Mathematics · Primary 6 · Advanced Ratio and Percentage · Semester 1

Percentage Increase and Decrease

Calculating percentage increase and decrease in various real-world contexts, including profit/loss.

MOE Syllabus OutcomesMOE: Percentage - S1

About This Topic

Percentage increase and decrease involve calculating changes relative to an original amount, applied to real-world contexts such as price adjustments, profit margins, and discounts. Primary 6 students compute these changes by finding the percentage of the original value and adding or subtracting it. For example, a 15% increase on $200 yields $230, while a 15% decrease returns $170. This builds on prior ratio knowledge and prepares students for financial literacy in Singapore's economy.

Key challenges include understanding why a percentage increase followed by an equal percentage decrease does not restore the original value, due to the changing base. Students also evaluate impacts on decisions like investments or sales and reverse-calculate originals from final values and percentages. These skills foster proportional reasoning and critical thinking aligned with MOE standards.

Active learning suits this topic because students manipulate prices in simulated shops or track personal savings changes. Such hands-on tasks reveal the asymmetry of percentage changes through trial and error, making multiplicative relationships concrete and supporting collaborative problem-solving.

Key Questions

Analyze why a percentage increase followed by an equal percentage decrease does not return to the original value.
Evaluate the impact of percentage changes on financial decisions.
Construct a method to calculate the original value given a percentage change and the new value.

Learning Objectives

Calculate the new value after a percentage increase or decrease is applied to an original value.
Analyze why a percentage increase followed by an equal percentage decrease results in a different final value than the original.
Construct a formula to find the original value when given a percentage change and the final value.
Evaluate the effect of successive percentage changes on a quantity in a financial context.

Before You Start

Finding a Percentage of a Whole Number

Why: Students must be able to calculate a percentage of a given number to find the amount of increase or decrease.

Introduction to Percentages

Why: A foundational understanding of what a percentage represents is necessary before calculating changes.

Ratio and Proportion

Why: Understanding proportional relationships helps students grasp how changes relate to the original amount.

Key Vocabulary

Percentage Increase	The amount by which a value grows, expressed as a percentage of the original value.
Percentage Decrease	The amount by which a value shrinks, expressed as a percentage of the original value.
Original Value	The starting amount before any percentage change is applied.
New Value	The amount after a percentage increase or decrease has been applied.
Profit	The financial gain, especially the difference between the amount earned and the amount spent in buying, operating, or producing something, often calculated as a percentage of cost price.
Loss	The financial disadvantage, especially the difference between the amount earned and the amount spent when the expenses exceed the revenue, often calculated as a percentage of cost price.

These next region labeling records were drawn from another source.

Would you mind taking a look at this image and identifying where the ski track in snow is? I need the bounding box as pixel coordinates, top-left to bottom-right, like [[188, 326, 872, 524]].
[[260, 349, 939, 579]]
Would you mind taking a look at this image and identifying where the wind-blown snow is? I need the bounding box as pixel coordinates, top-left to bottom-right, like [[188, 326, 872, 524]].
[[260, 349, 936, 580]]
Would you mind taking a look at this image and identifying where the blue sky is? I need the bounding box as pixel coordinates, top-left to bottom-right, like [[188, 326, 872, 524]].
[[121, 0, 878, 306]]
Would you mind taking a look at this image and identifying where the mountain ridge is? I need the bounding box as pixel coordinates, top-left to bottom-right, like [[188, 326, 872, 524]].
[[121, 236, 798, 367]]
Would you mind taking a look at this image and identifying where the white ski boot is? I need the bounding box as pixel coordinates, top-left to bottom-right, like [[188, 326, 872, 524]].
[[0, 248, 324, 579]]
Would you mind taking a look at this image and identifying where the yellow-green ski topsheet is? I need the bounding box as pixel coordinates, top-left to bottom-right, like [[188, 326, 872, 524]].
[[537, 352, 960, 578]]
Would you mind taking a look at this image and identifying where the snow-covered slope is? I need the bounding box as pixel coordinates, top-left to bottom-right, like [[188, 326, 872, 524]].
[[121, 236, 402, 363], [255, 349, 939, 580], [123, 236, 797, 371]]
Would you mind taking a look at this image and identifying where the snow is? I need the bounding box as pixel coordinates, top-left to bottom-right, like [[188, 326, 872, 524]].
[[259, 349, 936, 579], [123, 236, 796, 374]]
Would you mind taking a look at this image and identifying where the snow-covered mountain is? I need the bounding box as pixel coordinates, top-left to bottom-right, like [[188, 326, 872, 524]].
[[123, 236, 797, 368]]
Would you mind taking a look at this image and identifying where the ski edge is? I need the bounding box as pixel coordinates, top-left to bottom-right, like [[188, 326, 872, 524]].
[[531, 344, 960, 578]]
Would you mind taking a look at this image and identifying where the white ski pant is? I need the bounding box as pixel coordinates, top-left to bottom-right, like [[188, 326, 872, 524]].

Watch Out for These Misconceptions

Common MisconceptionA 10% increase followed by a 10% decrease returns to the original amount.

What to Teach Instead

The decrease applies to the increased base, so values do not cancel. For $100, 10% up is $110, then 10% down is $99. Group discussions of examples clarify this multiplicative effect, with peers challenging assumptions.

Common MisconceptionPercentage change is always calculated on the final amount.

What to Teach Instead

Changes use the original as base for increases or decreases. Hands-on price tag manipulations show consistent reference points, helping students build accurate procedures through shared revisions.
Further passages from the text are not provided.